I'd driven to the funeral with Sam, and since my house was so close, I told Sam I'd walk back from the grave site. I'd stuck a little flashlight in my purse, and I reminded Sam I knew the cemetery like the back of my hand. So when all the other attendees took off, including Bill, to go to Belle Rive for the buffet meal, I waited in the shadows until the cemetery employees started filling in the hole, and then I walked through the trees to Bill's house.
I still had a key.
Yes, I knew I was being a terrible busybody. And maybe I was doing the wrong thing. But Bill was wasting away, and I just couldn't sit by and let him do it.
I unlocked the front door and went to Bill's office, which had been the Compton formal dining room. Bill had all his computer gear set up on a huge table, and he had a rolling chair he'd gotten at Office Depot. A smaller table served as a mailing station, where Bill prepared copies of his vampire database to send to purchasers. He advertised heavily in vampire magazines - Fang, of course, and Dead Life, which appeared in so many languages. Bill's newest marketing effort involved hiring vampires who spoke many different languages to translate all the information so he could sell foreign-language editions of his worldwide vampire listing service. As I remembered from a previous visit, there were a dozen CD copies of his database in cases by his mailing station. I double-checked to make sure I had one that was in English. Wouldn't do me much good to get one in Russian.
Of course, Russian reminded me of Alexei, and thinking of Alexei reminded me all over of how worried/angry/frightened I was about Eric's silence.
I could feel my mouth pinching together in a really unpleasant expression as I thought about that silence. But I had to pay attention to my own little problem right now, and I scooted out of the house, relocked the door, and hoped Bill wouldn't pick up on my scent in the air.

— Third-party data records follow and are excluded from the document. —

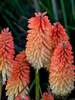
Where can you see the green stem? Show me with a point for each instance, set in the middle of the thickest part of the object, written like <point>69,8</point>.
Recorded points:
<point>0,85</point>
<point>37,87</point>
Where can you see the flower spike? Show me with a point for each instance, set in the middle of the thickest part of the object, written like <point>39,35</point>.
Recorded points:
<point>18,83</point>
<point>62,75</point>
<point>6,52</point>
<point>38,48</point>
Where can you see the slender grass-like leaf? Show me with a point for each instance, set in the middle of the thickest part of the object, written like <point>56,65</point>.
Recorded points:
<point>55,11</point>
<point>64,14</point>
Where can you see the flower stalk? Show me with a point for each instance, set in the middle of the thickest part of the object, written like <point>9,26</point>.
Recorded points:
<point>37,86</point>
<point>0,85</point>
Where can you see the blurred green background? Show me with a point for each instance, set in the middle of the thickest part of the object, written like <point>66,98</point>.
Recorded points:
<point>15,14</point>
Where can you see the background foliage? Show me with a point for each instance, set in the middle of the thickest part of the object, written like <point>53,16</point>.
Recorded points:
<point>15,13</point>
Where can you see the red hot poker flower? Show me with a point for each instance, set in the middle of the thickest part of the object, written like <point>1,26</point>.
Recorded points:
<point>6,52</point>
<point>47,96</point>
<point>62,76</point>
<point>38,48</point>
<point>58,34</point>
<point>19,77</point>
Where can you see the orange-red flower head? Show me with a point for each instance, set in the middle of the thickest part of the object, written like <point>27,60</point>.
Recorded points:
<point>6,51</point>
<point>47,96</point>
<point>58,34</point>
<point>61,76</point>
<point>19,77</point>
<point>38,48</point>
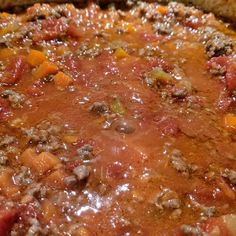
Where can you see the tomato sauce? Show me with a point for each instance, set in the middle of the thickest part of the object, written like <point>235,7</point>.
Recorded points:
<point>117,122</point>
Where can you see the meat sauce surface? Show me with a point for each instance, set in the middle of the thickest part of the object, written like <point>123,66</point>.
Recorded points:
<point>117,122</point>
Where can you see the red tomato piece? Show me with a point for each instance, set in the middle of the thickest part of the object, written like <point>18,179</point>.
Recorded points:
<point>73,31</point>
<point>51,29</point>
<point>231,77</point>
<point>15,70</point>
<point>4,109</point>
<point>222,61</point>
<point>7,220</point>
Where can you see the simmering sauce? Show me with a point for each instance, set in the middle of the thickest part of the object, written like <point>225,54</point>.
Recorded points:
<point>117,122</point>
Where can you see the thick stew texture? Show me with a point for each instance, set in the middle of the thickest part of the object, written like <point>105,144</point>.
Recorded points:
<point>117,122</point>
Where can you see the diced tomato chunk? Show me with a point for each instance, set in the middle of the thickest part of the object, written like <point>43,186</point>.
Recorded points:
<point>4,109</point>
<point>231,77</point>
<point>163,64</point>
<point>150,38</point>
<point>51,29</point>
<point>222,61</point>
<point>225,103</point>
<point>73,31</point>
<point>7,220</point>
<point>192,22</point>
<point>15,70</point>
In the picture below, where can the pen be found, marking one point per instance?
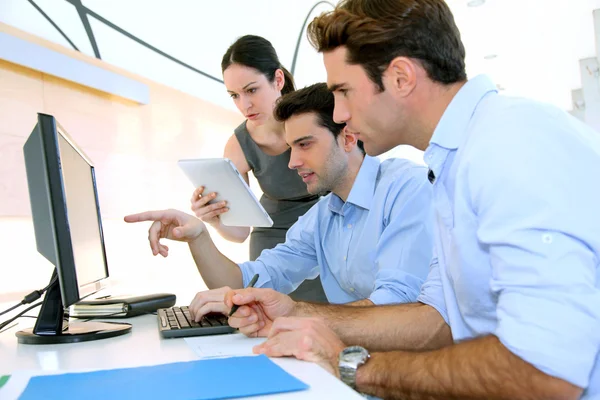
(251, 284)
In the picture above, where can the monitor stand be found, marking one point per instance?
(53, 326)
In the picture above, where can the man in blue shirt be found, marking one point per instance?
(370, 239)
(511, 306)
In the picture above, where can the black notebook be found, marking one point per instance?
(122, 306)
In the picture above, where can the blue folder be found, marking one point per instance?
(203, 379)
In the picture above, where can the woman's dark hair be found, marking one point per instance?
(258, 53)
(316, 99)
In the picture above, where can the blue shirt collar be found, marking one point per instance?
(452, 128)
(362, 191)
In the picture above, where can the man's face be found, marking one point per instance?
(372, 114)
(316, 154)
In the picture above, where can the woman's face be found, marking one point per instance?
(252, 92)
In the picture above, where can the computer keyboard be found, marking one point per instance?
(177, 322)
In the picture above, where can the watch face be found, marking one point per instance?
(354, 355)
(354, 358)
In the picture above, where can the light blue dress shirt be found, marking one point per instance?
(377, 245)
(517, 203)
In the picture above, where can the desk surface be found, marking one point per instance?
(143, 346)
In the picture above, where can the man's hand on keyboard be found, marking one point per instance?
(258, 309)
(209, 301)
(169, 224)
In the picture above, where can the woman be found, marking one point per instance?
(255, 79)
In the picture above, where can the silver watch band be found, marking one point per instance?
(348, 376)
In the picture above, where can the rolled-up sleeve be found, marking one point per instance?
(288, 264)
(404, 250)
(540, 221)
(432, 291)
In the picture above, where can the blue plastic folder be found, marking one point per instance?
(203, 379)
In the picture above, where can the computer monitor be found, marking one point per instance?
(68, 233)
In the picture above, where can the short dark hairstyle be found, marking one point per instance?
(316, 99)
(258, 53)
(377, 31)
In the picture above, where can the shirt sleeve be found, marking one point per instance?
(288, 264)
(432, 291)
(539, 220)
(404, 250)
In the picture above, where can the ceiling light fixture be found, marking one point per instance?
(475, 3)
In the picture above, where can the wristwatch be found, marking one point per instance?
(349, 360)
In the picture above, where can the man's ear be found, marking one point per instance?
(400, 77)
(279, 79)
(347, 140)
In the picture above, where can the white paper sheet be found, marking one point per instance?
(230, 345)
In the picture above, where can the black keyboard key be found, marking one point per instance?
(181, 319)
(177, 322)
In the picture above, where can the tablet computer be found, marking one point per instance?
(221, 176)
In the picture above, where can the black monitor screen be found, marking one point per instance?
(82, 215)
(68, 232)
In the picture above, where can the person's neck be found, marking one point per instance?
(437, 100)
(270, 128)
(344, 187)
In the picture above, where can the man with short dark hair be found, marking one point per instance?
(369, 239)
(511, 307)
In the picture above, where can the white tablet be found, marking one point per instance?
(221, 176)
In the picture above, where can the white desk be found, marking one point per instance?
(143, 346)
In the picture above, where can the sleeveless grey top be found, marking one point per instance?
(284, 197)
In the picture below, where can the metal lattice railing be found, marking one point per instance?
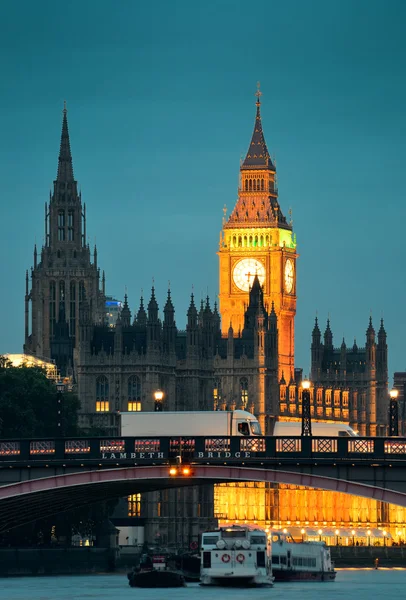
(288, 444)
(252, 444)
(9, 448)
(324, 445)
(361, 446)
(143, 445)
(45, 447)
(217, 444)
(112, 446)
(395, 447)
(77, 447)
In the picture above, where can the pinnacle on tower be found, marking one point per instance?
(370, 333)
(258, 156)
(65, 168)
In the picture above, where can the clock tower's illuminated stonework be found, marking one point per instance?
(257, 240)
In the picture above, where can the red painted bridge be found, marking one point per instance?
(36, 498)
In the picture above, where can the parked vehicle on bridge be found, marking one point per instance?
(189, 423)
(237, 555)
(293, 561)
(294, 428)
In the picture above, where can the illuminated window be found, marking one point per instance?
(102, 406)
(134, 505)
(70, 226)
(134, 393)
(72, 308)
(102, 394)
(61, 226)
(244, 391)
(217, 392)
(82, 293)
(52, 307)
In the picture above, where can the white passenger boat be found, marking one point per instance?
(239, 556)
(293, 561)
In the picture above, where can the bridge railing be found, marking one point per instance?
(202, 449)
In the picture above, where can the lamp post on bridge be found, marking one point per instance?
(306, 411)
(393, 413)
(60, 388)
(159, 396)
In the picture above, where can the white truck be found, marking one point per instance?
(189, 423)
(332, 429)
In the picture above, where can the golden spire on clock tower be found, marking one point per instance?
(257, 239)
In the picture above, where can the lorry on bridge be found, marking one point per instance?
(186, 423)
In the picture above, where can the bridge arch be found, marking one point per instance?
(36, 498)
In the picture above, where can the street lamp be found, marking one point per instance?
(158, 395)
(306, 414)
(393, 412)
(60, 387)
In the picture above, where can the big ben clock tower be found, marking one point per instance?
(257, 240)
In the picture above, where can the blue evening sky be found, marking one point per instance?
(161, 107)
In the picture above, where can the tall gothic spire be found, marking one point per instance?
(65, 168)
(258, 156)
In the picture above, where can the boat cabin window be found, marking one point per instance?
(255, 428)
(243, 428)
(258, 539)
(210, 539)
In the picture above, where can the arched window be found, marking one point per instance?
(134, 393)
(134, 505)
(102, 394)
(244, 391)
(217, 393)
(61, 226)
(81, 291)
(52, 307)
(72, 309)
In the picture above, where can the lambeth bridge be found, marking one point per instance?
(42, 477)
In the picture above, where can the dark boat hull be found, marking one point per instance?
(291, 575)
(156, 579)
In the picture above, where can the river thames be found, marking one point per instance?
(360, 584)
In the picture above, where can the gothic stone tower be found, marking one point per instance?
(257, 240)
(64, 275)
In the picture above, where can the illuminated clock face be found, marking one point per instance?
(289, 275)
(244, 273)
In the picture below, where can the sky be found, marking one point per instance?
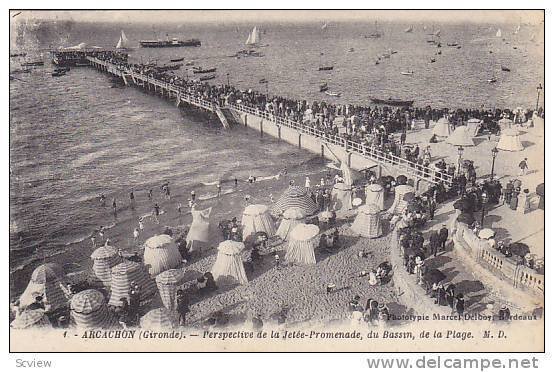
(203, 16)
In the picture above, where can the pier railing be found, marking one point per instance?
(427, 173)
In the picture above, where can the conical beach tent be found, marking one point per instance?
(460, 137)
(30, 319)
(442, 128)
(122, 276)
(167, 283)
(104, 259)
(368, 222)
(199, 231)
(297, 197)
(473, 126)
(229, 261)
(256, 218)
(509, 140)
(46, 282)
(89, 310)
(161, 254)
(160, 318)
(302, 242)
(292, 217)
(375, 194)
(402, 195)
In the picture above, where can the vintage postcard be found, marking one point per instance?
(213, 181)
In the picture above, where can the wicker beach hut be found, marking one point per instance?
(460, 137)
(442, 128)
(167, 283)
(161, 254)
(291, 217)
(89, 310)
(256, 218)
(160, 318)
(30, 319)
(123, 275)
(46, 281)
(375, 194)
(341, 197)
(303, 240)
(510, 140)
(229, 261)
(294, 197)
(368, 222)
(199, 232)
(403, 194)
(104, 259)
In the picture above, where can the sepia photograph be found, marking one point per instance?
(276, 180)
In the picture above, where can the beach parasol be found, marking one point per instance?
(519, 249)
(30, 318)
(434, 276)
(159, 318)
(486, 233)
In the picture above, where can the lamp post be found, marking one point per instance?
(539, 88)
(494, 152)
(460, 153)
(484, 200)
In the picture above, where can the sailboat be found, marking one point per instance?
(123, 42)
(375, 34)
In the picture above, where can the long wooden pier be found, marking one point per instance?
(329, 145)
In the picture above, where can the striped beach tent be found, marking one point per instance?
(375, 194)
(46, 281)
(291, 217)
(167, 283)
(294, 197)
(89, 310)
(341, 197)
(161, 254)
(160, 318)
(229, 261)
(256, 218)
(368, 221)
(302, 242)
(30, 319)
(104, 258)
(123, 275)
(403, 194)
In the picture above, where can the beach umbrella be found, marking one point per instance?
(160, 254)
(229, 261)
(47, 272)
(160, 318)
(123, 275)
(89, 310)
(486, 233)
(434, 276)
(302, 242)
(294, 197)
(29, 319)
(104, 258)
(519, 249)
(167, 283)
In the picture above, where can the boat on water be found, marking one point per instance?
(375, 34)
(200, 70)
(391, 101)
(169, 43)
(123, 42)
(332, 94)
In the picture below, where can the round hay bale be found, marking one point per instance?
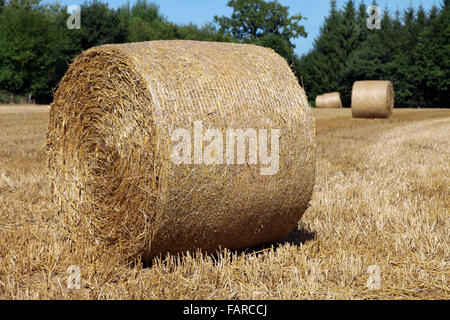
(372, 99)
(329, 100)
(110, 147)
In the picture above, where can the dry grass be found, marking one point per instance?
(110, 141)
(381, 197)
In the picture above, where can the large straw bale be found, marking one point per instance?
(109, 147)
(372, 99)
(329, 100)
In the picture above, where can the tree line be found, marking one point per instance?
(411, 49)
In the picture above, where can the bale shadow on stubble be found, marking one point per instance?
(297, 237)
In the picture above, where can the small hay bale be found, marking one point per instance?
(372, 99)
(329, 100)
(109, 147)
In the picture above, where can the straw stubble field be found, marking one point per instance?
(382, 197)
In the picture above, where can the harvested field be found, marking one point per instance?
(382, 197)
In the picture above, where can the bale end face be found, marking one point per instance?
(109, 146)
(372, 99)
(329, 100)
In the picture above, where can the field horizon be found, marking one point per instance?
(381, 198)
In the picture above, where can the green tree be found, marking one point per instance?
(265, 23)
(433, 60)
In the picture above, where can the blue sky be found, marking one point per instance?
(202, 11)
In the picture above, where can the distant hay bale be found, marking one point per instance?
(109, 147)
(329, 100)
(372, 99)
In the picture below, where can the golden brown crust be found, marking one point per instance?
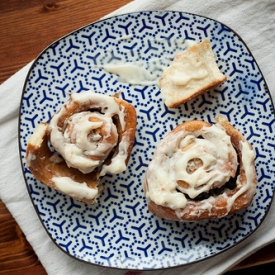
(195, 210)
(46, 165)
(185, 64)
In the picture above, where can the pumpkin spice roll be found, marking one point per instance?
(91, 135)
(201, 171)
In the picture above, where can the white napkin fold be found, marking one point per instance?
(254, 21)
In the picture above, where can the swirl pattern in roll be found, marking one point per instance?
(90, 136)
(201, 171)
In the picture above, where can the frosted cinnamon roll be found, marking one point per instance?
(91, 135)
(201, 171)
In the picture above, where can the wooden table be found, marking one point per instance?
(26, 28)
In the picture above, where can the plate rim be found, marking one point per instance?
(20, 144)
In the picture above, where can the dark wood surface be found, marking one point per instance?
(26, 28)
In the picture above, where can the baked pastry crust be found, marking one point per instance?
(192, 73)
(176, 203)
(56, 168)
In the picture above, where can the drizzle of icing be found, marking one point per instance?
(74, 189)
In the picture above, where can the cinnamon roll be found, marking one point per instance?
(201, 171)
(91, 135)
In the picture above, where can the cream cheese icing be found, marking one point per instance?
(216, 154)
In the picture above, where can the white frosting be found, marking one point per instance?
(162, 183)
(74, 189)
(182, 72)
(79, 142)
(173, 156)
(118, 163)
(29, 159)
(131, 73)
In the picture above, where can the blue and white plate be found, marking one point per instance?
(119, 231)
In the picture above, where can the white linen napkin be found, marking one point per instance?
(254, 21)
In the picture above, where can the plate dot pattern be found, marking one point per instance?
(119, 231)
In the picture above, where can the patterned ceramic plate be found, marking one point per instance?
(119, 231)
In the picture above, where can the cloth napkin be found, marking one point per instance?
(254, 21)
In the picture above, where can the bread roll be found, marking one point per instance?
(201, 171)
(92, 135)
(192, 72)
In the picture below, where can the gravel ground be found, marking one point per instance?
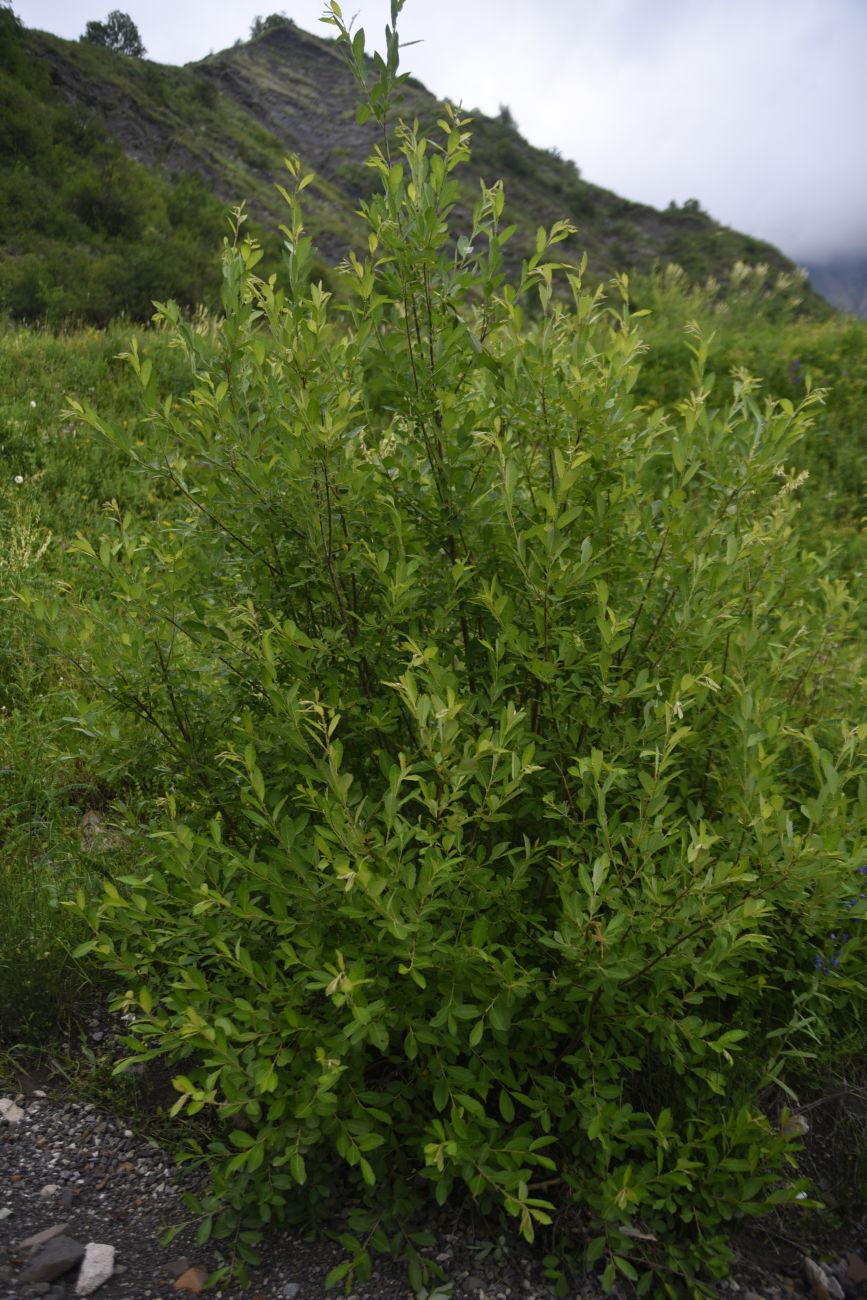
(77, 1174)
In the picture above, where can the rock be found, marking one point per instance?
(193, 1279)
(9, 1112)
(59, 1256)
(855, 1269)
(823, 1286)
(96, 1268)
(176, 1268)
(42, 1238)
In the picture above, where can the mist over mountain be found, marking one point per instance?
(116, 174)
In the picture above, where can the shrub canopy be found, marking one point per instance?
(510, 796)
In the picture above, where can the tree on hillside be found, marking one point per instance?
(117, 33)
(260, 26)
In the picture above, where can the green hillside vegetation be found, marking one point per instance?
(116, 173)
(432, 701)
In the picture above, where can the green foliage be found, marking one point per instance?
(118, 33)
(755, 319)
(55, 482)
(89, 234)
(504, 728)
(260, 26)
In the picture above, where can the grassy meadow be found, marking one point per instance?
(436, 711)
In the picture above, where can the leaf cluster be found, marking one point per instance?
(511, 785)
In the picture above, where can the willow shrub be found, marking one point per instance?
(511, 800)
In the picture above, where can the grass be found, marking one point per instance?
(59, 481)
(55, 484)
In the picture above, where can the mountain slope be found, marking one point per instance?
(116, 173)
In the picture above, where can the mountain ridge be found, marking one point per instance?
(221, 128)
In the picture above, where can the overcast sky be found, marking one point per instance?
(758, 108)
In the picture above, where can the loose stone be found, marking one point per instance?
(42, 1238)
(60, 1255)
(96, 1268)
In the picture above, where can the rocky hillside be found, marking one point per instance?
(116, 173)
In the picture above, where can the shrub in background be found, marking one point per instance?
(503, 723)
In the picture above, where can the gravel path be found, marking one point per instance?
(72, 1175)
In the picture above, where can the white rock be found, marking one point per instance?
(96, 1268)
(9, 1112)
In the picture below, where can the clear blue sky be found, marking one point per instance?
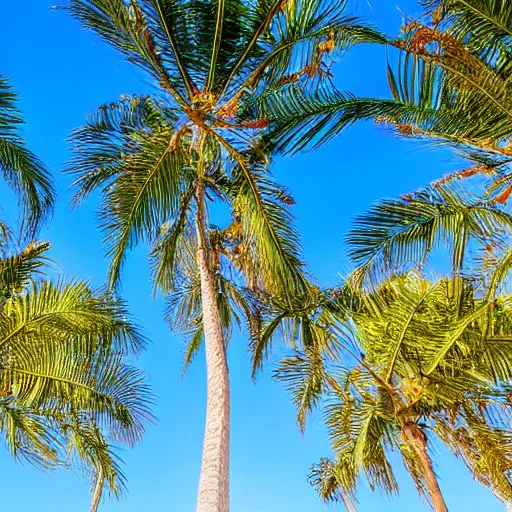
(62, 73)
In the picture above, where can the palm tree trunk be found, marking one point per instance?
(98, 492)
(213, 493)
(418, 442)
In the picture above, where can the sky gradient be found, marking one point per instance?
(61, 73)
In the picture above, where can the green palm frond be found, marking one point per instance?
(28, 435)
(21, 169)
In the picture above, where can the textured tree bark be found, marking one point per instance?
(418, 442)
(98, 491)
(213, 493)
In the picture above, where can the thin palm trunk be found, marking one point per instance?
(418, 442)
(213, 495)
(98, 492)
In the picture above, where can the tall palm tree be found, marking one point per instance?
(62, 371)
(397, 234)
(20, 168)
(418, 364)
(62, 376)
(236, 82)
(453, 82)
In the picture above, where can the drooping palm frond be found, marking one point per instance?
(399, 233)
(62, 357)
(452, 80)
(20, 168)
(418, 359)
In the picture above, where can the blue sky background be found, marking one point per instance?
(61, 73)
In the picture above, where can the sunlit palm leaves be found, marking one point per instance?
(20, 168)
(64, 379)
(396, 234)
(454, 84)
(415, 356)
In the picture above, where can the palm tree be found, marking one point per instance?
(236, 82)
(419, 364)
(62, 371)
(398, 234)
(453, 81)
(62, 376)
(20, 168)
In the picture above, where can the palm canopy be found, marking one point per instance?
(64, 379)
(453, 80)
(20, 168)
(417, 364)
(397, 234)
(231, 79)
(240, 302)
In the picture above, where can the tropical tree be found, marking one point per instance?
(20, 168)
(63, 378)
(421, 362)
(236, 83)
(453, 81)
(442, 220)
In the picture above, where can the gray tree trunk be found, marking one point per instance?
(418, 442)
(97, 493)
(213, 493)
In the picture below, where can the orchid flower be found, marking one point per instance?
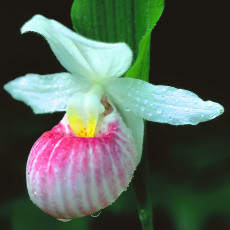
(85, 162)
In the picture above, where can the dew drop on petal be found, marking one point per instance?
(193, 121)
(159, 111)
(96, 214)
(127, 109)
(209, 103)
(142, 108)
(64, 220)
(149, 114)
(213, 116)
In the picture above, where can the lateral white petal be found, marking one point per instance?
(79, 55)
(162, 104)
(45, 93)
(134, 123)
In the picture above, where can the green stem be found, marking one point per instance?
(140, 184)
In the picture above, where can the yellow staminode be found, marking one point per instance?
(83, 112)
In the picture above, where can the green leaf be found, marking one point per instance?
(129, 21)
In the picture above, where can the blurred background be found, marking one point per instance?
(189, 165)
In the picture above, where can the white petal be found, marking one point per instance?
(162, 104)
(135, 124)
(45, 93)
(79, 55)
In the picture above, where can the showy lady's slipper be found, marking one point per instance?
(85, 162)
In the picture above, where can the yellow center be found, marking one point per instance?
(83, 112)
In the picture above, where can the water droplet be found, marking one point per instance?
(186, 109)
(64, 220)
(213, 116)
(209, 103)
(159, 111)
(96, 214)
(150, 114)
(193, 120)
(127, 109)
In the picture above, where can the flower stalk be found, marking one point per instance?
(140, 184)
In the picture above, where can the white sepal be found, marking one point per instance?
(79, 55)
(45, 93)
(162, 104)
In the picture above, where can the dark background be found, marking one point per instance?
(190, 173)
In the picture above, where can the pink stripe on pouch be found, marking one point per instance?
(77, 176)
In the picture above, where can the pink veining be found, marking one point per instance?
(69, 176)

I went through the cemetery as quickly as if it had been daytime. When I was in my own kitchen, I looked around for a good hiding place. I finally fi xed on the linen closet in the hall bathroom as a good spot, and I put the CD under the stack of clean towels. I didn't think even Claude could use five towels before I got up the next day.
I checked my answering machine; I checked my cell phone, which I hadn't taken to the service. No messages. I undressed slowly, trying to imagine what could have happened to Eric. I'd decided I wouldn't call him, no matter what. He knew where I was and how to reach me. I hung my black dress in the closet, put my black heels on the shoe rack, and then pulled on my Tweety Bird nightshirt, an old favorite. Then I went to bed, mad as a wet hen.